À la suite d’une brève présentation de la famille Tucker, une séquence radieuse de récolte du coton signale l’importance de la terre dans la vie des paysans puisqu’il leur faut, dans leur travail, courber l’échine pour se rapprocher du sol. Sous un soleil de plomb, l’oncle Pete, trop âgé pour de telles besognes, s’effondre. Ses dernières paroles, confiées à Sam – « Vois par toi-même. Cultive ta propre terre. » – détermineront la suite des aventures des Tucker. L’Homme du sud distingue dès lors les propriétaires (figures antagonistes du film) de ceux qui n’ont que leur force de travail, ce qui n’empêche pas les uns d’avoir autant souffert que les autres. L’égoïsme du fermier voisin des Tucker est ainsi nuancé, selon la célèbre antienne renoirienne – « Tout le monde a ses raisons. » – par un traumatisme. Enterré dans un cimetière de fortune, l’oncle Pete, simple journalier, n’aura pour sépulture que deux planches de bois disposées en croix. La pierre tombale, réservée aux possédants, rappelle que la terre est enjeu de pouvoir jusque dans la dignité offerte aux défunts.
Sam et le mythe
Le regard de cinéaste étranger que porte Renoir vient éclairer ce qui anime ce personnage typiquement américain dans son rapport à la terre. Le territoire n’est ici plus à conquérir ou à modeler selon ses désirs (cf. l’ultime scène de Notre pain quotidien, où l’irrigation des champs nécessite de creuser des tranchées afin de faire circuler l’eau) ; il exige davantage une forme de modestie, d’humilité face à la nature. Là où Vidor va jusqu’à transformer complètement la topographie des lieux, Renoir laisse le personnage principal démuni face à son champ. Sam n’est pas seulement guidé par les derniers mots de son oncle, quelque chose de plus grand semble le traverser, un besoin, voire même un devoir, de travailler la terre. Même après divers événements naturels, comme cette tempête qui inonde, en point d’orgue, l’intégralité du champ de coton, détruisant les plantations, Sam en revient inconditionnellement à cet appel de la terre, qu’il compare, au détour d’une curieuse réplique, à celui de sa femme. Cette obstination, qui fait toute la beauté du personnage, est pourtant mise à rude épreuve tout au long du film ; le sol, rétif, ne se laisse pas dompter si facilement. La tension qui en découle, entre une obsession charriée par le mythe et des conditions de vie précaires, fait ainsi l’objet de la plupart des scènes : comment concilier la stabilité qu’exige la charge de chef de famille et l’incertitude qui caractérise l’exploitation agricole ?
Les caprices de la terre
Une scène pointe toute l’ironie de la condition de Sam qui, à la force de ses bras, tente de concilier les contradictions de son statut : il incarne à la fois la posture du chef de famille, en se substituant à une poutre pour maintenir la véranda de sa modeste habitation, et celle de l’enfant naïf, à peine inquiété par la vétusté des lieux. Son désir de cultiver lui-même le coton le contraint à s’acclimater à une nouvelle vie de précarité qui, à première vue, n’est guère plus enviable que celle d’un simple journalier. L’impossibilité de cultiver le coton par mauvais temps conduit ainsi son fils à contracter le mal de la rose, symptôme d’une malnutrition directement liée à la pauvreté de la famille. Le nouveau voisin des Tucker, M. Devers, ancien métayer et désormais propriétaire, lui présente d’ailleurs la mort comme l’aboutissement logique de la pauvreté, dont fut victime son épouse, elle-même décédée.

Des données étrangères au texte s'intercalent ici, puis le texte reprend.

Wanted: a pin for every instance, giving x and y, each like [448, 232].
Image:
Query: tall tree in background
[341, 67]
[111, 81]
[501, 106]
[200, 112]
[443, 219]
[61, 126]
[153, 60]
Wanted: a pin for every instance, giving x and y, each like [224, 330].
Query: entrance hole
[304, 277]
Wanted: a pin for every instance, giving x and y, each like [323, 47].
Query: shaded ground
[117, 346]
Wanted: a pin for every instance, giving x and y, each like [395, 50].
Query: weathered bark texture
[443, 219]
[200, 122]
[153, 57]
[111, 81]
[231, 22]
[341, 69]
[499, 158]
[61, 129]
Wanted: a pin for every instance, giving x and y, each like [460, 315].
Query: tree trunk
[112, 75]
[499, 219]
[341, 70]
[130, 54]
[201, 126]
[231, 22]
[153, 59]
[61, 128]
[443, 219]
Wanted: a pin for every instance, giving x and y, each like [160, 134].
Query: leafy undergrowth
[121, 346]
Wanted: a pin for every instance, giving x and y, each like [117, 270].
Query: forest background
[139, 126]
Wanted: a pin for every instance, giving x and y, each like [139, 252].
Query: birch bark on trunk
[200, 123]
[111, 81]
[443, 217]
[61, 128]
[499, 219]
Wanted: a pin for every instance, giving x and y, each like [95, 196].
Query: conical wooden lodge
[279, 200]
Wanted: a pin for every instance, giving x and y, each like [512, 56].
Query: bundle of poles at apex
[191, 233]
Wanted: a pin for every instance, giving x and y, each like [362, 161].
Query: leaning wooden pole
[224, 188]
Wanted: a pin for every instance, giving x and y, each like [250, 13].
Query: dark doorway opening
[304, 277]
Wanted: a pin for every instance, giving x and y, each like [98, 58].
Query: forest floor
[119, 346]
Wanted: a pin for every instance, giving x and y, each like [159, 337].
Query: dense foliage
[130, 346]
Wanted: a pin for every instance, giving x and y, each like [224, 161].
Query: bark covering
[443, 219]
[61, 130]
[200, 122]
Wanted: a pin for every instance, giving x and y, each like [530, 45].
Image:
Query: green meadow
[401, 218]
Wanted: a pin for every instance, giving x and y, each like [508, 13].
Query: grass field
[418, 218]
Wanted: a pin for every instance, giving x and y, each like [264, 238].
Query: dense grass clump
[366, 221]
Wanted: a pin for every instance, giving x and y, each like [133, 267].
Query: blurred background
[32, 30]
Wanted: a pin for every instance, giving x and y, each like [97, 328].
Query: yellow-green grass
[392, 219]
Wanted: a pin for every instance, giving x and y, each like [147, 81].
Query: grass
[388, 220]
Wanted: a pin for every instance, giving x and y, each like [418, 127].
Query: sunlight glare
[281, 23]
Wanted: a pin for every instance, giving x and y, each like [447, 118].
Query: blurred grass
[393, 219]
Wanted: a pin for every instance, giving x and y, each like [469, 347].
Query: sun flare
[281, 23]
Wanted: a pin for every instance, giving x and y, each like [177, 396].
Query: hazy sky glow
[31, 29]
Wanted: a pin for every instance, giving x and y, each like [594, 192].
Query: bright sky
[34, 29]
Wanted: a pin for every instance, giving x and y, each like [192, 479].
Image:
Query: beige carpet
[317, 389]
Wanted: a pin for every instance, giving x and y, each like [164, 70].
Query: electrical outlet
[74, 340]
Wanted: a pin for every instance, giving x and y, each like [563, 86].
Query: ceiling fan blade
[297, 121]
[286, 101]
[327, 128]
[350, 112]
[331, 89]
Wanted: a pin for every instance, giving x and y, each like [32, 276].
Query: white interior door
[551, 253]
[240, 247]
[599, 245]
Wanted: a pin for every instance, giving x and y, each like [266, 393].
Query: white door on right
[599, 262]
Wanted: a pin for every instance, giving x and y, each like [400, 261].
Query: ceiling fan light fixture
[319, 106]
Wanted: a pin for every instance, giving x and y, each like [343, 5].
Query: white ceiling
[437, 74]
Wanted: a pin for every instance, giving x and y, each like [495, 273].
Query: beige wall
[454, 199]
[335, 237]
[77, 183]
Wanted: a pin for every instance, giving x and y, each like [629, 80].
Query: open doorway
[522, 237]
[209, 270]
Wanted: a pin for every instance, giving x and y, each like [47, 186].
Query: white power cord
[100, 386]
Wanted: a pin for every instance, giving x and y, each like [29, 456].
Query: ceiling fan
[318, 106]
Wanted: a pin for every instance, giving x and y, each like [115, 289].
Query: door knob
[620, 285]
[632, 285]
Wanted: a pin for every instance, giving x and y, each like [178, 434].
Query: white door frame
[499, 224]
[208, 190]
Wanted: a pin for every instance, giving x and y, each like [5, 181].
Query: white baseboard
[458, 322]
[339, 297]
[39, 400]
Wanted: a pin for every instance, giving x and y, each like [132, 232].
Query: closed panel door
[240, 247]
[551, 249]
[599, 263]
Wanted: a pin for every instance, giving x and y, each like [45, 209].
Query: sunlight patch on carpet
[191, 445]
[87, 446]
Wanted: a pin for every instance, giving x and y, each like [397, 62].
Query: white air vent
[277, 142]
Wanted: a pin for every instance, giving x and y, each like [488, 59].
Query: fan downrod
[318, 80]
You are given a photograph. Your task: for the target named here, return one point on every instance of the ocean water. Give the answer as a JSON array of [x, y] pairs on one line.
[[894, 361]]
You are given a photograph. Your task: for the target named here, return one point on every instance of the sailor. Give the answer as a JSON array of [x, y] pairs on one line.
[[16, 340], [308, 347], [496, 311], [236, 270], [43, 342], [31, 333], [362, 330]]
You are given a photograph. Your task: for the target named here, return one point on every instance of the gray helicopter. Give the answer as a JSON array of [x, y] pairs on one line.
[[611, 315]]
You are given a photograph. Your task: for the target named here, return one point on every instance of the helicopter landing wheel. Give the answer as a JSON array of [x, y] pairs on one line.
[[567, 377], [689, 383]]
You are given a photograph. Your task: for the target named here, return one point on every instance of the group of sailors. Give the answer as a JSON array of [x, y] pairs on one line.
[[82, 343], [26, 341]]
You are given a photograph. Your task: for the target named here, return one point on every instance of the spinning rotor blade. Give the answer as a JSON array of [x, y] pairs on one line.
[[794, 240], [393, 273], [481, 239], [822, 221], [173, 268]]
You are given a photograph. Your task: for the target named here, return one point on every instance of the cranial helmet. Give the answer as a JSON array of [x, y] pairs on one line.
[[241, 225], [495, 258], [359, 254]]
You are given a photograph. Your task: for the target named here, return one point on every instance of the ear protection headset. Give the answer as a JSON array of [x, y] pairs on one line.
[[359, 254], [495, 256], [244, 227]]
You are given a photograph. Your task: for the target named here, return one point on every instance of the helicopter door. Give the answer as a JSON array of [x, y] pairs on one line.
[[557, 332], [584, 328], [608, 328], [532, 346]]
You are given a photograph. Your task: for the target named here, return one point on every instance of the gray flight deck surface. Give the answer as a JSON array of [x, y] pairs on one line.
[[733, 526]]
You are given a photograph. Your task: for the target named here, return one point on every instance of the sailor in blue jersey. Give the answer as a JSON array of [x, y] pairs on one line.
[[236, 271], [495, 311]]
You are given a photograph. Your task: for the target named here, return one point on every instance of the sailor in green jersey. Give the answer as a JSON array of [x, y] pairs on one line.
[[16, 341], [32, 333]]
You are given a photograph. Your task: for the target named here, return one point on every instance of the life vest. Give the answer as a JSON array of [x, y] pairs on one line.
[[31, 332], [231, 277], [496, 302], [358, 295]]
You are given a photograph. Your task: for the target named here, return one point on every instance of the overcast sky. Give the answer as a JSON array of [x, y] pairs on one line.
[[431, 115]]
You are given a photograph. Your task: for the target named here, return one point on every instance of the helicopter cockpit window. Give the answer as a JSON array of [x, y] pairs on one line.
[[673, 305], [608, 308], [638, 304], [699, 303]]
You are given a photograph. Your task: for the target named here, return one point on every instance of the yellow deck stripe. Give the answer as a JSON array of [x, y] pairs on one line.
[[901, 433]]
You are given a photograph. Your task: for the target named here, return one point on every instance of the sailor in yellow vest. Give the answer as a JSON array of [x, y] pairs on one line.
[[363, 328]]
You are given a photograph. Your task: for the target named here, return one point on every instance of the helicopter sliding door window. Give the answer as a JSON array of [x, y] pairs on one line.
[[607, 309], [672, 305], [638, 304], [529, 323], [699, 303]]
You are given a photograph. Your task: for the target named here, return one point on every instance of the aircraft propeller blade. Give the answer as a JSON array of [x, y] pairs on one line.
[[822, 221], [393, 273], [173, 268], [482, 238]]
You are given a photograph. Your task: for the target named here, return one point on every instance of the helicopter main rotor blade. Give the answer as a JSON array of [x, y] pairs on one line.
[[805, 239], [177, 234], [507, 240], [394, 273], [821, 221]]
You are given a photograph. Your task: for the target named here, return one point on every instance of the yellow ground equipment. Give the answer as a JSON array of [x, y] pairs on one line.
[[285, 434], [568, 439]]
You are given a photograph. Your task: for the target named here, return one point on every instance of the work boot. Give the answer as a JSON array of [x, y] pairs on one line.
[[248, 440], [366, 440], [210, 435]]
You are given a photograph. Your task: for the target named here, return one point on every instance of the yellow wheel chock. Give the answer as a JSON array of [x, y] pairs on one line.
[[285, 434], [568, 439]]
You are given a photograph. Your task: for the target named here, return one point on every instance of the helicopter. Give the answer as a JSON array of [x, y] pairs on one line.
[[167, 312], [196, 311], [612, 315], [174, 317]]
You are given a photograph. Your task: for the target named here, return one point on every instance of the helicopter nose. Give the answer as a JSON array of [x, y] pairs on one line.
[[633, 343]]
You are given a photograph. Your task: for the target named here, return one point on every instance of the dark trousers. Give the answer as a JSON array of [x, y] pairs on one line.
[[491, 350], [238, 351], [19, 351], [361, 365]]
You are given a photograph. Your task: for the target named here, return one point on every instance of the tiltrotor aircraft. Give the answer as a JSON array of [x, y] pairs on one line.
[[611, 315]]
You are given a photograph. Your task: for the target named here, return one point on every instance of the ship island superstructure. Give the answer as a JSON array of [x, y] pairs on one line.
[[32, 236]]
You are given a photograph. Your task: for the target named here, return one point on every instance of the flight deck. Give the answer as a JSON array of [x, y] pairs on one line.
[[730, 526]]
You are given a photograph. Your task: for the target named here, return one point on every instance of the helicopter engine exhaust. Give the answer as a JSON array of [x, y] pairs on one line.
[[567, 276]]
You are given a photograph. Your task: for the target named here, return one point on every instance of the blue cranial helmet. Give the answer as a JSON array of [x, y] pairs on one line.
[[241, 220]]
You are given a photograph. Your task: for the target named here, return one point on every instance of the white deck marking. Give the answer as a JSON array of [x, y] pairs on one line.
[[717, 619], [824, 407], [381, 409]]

Mythifiée, la terre l’est également en cela qu’elle excède le cadre réaliste du film pour habiter les rêves du couple Tucker, comme dans cette sublime scène onirique où Sam et sa femme Nona traversent heureux un champ couvert de cotonniers, dont le caractère immaculé participe à leur enchantement. À l’inverse, la dureté de la vie renvoie le champ à sa matérialité : la mère, désespérée par la maladie de son fils, se jette au sol et agrippe fermement la terre de ses mains, comme pour implorer une instance supérieure. Sam se voit en ce sens comparé à un joueur, pour cette façon qu’il a de laisser son sort entre les mains de la providence, lui assurant la liberté et l’indépendance, par opposition au travail à la ville, hiérarchisé et standardisé.
L’idéal de ce personnage opiniâtre et jusqu’au-boutiste relève dans cette perspective d’une croyance quasi religieuse dans la terre, que Renoir, irrésolu à faire basculer son récit dans le tragique, filme avec beaucoup de tendresse. Le portrait de cet homme, épris de liberté, dans son rapport à une terre aussi récalcitrante que nourricière, n’est-il pas en fin de compte celui du cinéaste lui-même ?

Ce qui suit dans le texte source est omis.